Tamati Coffey. Te Arawa partnership hearings at Rotorua District Council. Photograph by Stephen Parker
Opposing views aired on partnership model
Polar opposite views have been heard on the latest day of hearings on the controversial Te Arawa Partnership Proposal.
Yesterday was day two of the planned five days of hearings at the Rotorua Lakes Council chambers, with nearly 40 people having their say on the proposal which could see an iwi board established outside the council structure. Members would be given voting rights and sit on various council operations and monitoring committees.
Rotorua public health doctor Hayley Bennett spoke about her experience of working with the Rotorua Hospital before spending the last decade in public health medicine.
"I'm Pakeha. I support the Te Arawa Partnership model," Dr Bennett said.
"Through my work in public health I have become aware of the unfair differences in health between Maori and non-Maori in New Zealand.
"In virtually every group of conditions, Maori have an unfair burden of disease compared to non-Maori. I have also learnt through my public health training that these unfair differences in health stem from historical causes."
Dr Bennett said Maori had lost control of social determinants of health - economic and social conditions that determined a group's health status.
"Increasing Maori participation in local government is one contribution towards righting the scales and allowing improved Maori health by allowing Maori to be involved in the decisions about the environment they live in the determinants of health," she said.
Business owner and former Labour Party candidate Tamati Coffey opened his submission by greeting the council, the public, iwi and the Rotorua Pro Democracy Society who oppose the proposal.
"For the record, I'm pretty pro as well. I'm pro-partnership and I'm here to voice my support of option two on behalf of me, my mum, dad, my whanau and my husband, Tim," Mr Coffey said.
"The fear that surrounds this partnership proposal is similar to the fear that was flying around a few years back when the marriage equality bill was going through. At that time it was being debated Armageddon was surely on the horizon, brothers would be marrying their sisters, owners would be marrying their cats and their dogs, and the plague of locust would sure be dispatched. It turned out none of that happened, it was just a fear of change that led people to throw out fearful and scaremongering arguments that they did."
Mr Coffey spoke about Thursday's submissions which objected to the partnership model. "I listened to the various arguments of the people pale with fear, talking about the apartheid, corruption and tyranny. The most repetitive concern I heard, the fear of heaving unelected Te Arawa representatives sitting and voting at a council level.
"I want to say yes, they will be elected. They will be elected by Te Arawa, in our own way, with our own processes with our own people. And those people will be held accountable and I can assure you those checks and balances of Te Arawa, by Te Arawa will hold representatives to account just as vigorously, if not more than what you councillors would have to deal with here in these council chambers.
"We've always acted in the interest of Rotorua as a whole city, so why would people assume that would change now?"
Yvonne Te Rangikaheke Bidois also spoke in support of the model.
She gave a personal submission before speaking on behalf of the Te Tahuhu o Tawkeheimoa Trust of Ngati Rangiwewehi which represented nearly 3000 descendants.
"The lack of understanding by the Pro Democracy Society of inherent indigenous human rights is a dismal indicator of continued institutional racism that is normalised by these [who are] so-called pro democracy," she said.
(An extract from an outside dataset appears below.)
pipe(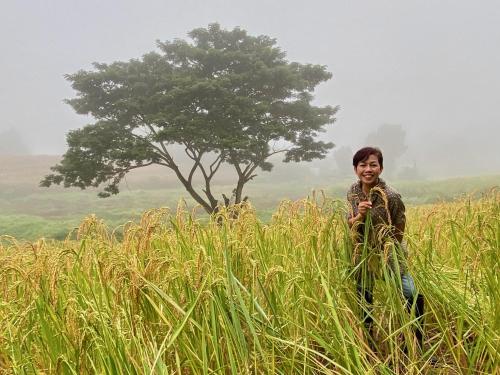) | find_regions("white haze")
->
[0,0,500,177]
One of those opposing the proposal was former Rotorua District Council deputy electoral officer Kathryn Phillips.
"I have three children and eight grandchildren all of whom have Maori ancestry of which both I and they are proud of. I am not racist, [but] I do not believe in a society where one group of people have more rights than another," she said. "I am deeply saddened and indeed horrified to have to be here before council today, trying to convince you not to change one of the basic principles of a democratic society and that is - one person, one vote."
Glenys Ihaka was also against the model. She said she believed in "fairness and justice". "If you decide to act fairly and justly, you must treat each group equally," she told the councillors.
"No one group, for whatever reason, should be treated differently by the Rotorua council."
-Hearings continue on Tuesday, Wednesday and the following Monday from 9.30am to 5pm at council chambers.